Barrymore begins in basically a rapid fire sort of approach as Simon juggles one case to another in quick succession. Barrymore actually is a bit of a marvel her and it is wonderful watch him in the role here. Barrymore certainly has a theatrical style of performance to be sure, but he still knows how to attune himself for film. His style though also really works for the character of the driven lawyer who obviously would not be opposed to doing a bit of theatrics in the courtroom if it called for it. The film almost plays a bit like a screwball comedy with the way Barrymore handles the dialogue in a rapid fire way early on. Barrymore though is great in selling the material and really giving it a constant energy. All the various exposition in these early scenes could quickly just have become muddled in no time or just could have come off as simply boring. Barrymore brings the material to life making it all clear in concise while doing it with a great deal of style.
Barrymore is in absolute command every minute as he is on screen and he is absolutely convincing as this powerful and passionate lawyer. We don't even need to see him in the courtroom to know how good he would be as Barrymore is so assured in his portrayal of Simon's various wheeling and dealings. When on task Barrymore shows Simon to be always assertive and have his situations within his grasp when they are technically just routine matters for the counsellor. Barrymore is exceptional here though in there is a palatable wit he brings to the part that may very well not have been there with a lesser performer. There really aren't any lines that are innately funny in nature, this is no a screwball comedy by any means, but whenever there is a chance to make a comment a bit comedic Barrymore does. It's particularly fine work because Barrymore makes these little humorous moments completely naturally, and just along with everything else that is going on with his character.
The character of George Simon does not have it easy though and many things from his past come to haunt him all in a short period of time. One of the first things is his shallow wife who quickly demands that he leave a case that would otherwise be a social faux pas, although at the same time she is obviously about to embark on affair away from Simon with a man much of her world. Then he finds himself threatened by disbarment due to having helped guy with somewhat questionable methods earlier on, and finally he has to try and help a radical from his old neighborhood. Barrymore is really quite interesting in the way he plays Simon's reactions to these various things in that he still is pretty rapid fire with it showing that seemingly nothing can stop Simon's drive as a lawyer. It's an odd trick but one that Barrymore pulls off quite graciously. When Simon deals with his wife Barrymore eases back on the intensity rather nicely but only for a moment to show that in one place in his life he has hesitations is in his troubled relationship with his wife.
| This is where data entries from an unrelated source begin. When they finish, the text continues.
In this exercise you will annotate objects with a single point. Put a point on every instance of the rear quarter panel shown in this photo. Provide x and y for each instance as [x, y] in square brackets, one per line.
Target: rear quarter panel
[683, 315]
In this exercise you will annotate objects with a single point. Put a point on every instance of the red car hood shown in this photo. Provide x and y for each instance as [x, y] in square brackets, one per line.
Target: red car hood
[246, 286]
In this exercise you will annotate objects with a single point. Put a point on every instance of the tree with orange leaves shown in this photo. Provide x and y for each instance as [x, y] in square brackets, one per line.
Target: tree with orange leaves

So many of these films from the early 30's are rather brisk in their running time, and this is film is no exception to that rule. Barrymore's rather swift manner though makes it so he himself avoids ever seeming rushed in his portrayal of Simon's difficulties. Barrymore plays it well by showing as a growing intensity in Simon as one thing after another seems to go wrong for him, but Barrymore never stops keeping Simon on task even when things are going all wrong for him. It's never seems odd though as it always seems exactly how his character should behave as the only thing he really knows in life is too work hard, and constantly. Barrymore does not stop really until a final moment when he finally realizes that his wife has basically left him. Barrymore suddenly completely drops the drive of man, showing that in his wife is one place that Simon never fully understood leaving him completely confused and out of his element for once. It has a powerful impact because Barrymore built to the moment so carefully and convincingly throughout his performance. Although apparently there were many difficulties faced by William Wyler, who directed the film, in regards to Barrymore none of this can be seen in the film itself. The tremendous of Barrymore as an actor can be seen in this performance that stood as a true challenge, a challenge he more than met.